Robust strategic relations notwithstanding, India and the United States may be heading for a big showdown on the trade front that’s key to sustained bilateral engagement on equitable terms. The US seems to have turned snobbish vis-à-vis India, stoking fears of a full-scale trade war between the two countries. Otherwise, how does one explain the latest US Federal Court stand declining to intervene in cases where Indian technology professionals with H-1B visas were denied permission to switch jobs? There’s hardly any logic in the United States Citizenship and Immigration Services decision to repeatedly deny requests by US companies seeking transfer of Indian professionals with H-1B status. This apart, the Trump administration has denied spouses of technology professionals the right to work in the US. Also, its resistance to granting visas to high-value technology professionals on flimsy grounds, repeated and periodic increases in visa fees are steps abhorrent of the tenets of free trade that have always been aggressively marketed by the US in the past.
US President Donald Trump and his trade team led by Commerce Secretary Wilbur Ross and Trade Representative Robert Lighthizer seem to have embarked upon a ‘restrictive trade policy’ that threatens the annual bilateral trade, worth $125 billion, with India. The US decision to withdraw export incentives to Indian exporters on 1,900 items under the Generalised System of Preferences (GSP) impacts exports worth $5.8 billion. GSP benefits by nature are non-reciprocal and non-discriminatory arrangements to support developing countries. The withdrawal comes into effect beginning May 2, but India continues to hope that these concessions may be extended. Trade tensions between the two countries have heightened after the US government slapped additional duties on Indian steel and aluminium exports a year back. India’s patience in dealing with the Trump administration came to be tested as New Delhi repeatedly put off its move to slap counter-measures on 29 items exported by the US.

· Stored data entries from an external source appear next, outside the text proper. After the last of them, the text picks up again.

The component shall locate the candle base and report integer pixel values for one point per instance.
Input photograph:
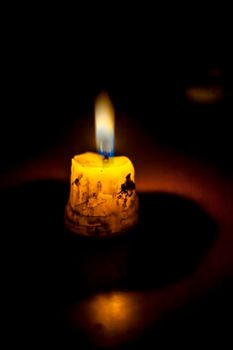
(102, 226)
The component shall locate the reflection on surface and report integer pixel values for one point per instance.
(108, 319)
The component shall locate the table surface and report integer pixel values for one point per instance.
(132, 289)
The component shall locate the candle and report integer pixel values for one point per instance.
(102, 201)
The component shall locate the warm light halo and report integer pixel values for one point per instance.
(104, 125)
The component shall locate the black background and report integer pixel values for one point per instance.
(52, 72)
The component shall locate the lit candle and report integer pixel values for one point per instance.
(102, 198)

Apart from Harley Davidson motorcycles and US whiskeys, Trump’s quixotic regime seems keen on pushing medical devices, such as stents, at irrational prices, dairy products and information technology and communication industry items unabashedly. The aggressive approach is notwithstanding the fact that companies like Apple, Amazon, Uber, Facebook and Google benefited from India’s liberal and open e-commerce regime. This has also led to a huge reduction in trade surplus enjoyed by India to a modest $4 billion. The self-centred US trade policy paradigm is untenable as India’s weighted average tariff at a modest 7.6% compares very well with those of several developing economies and is within WTO-mandated bound rates. A new Indian government will have to quickly settle festering trade issues with the US on a priority basis to mutual benefit.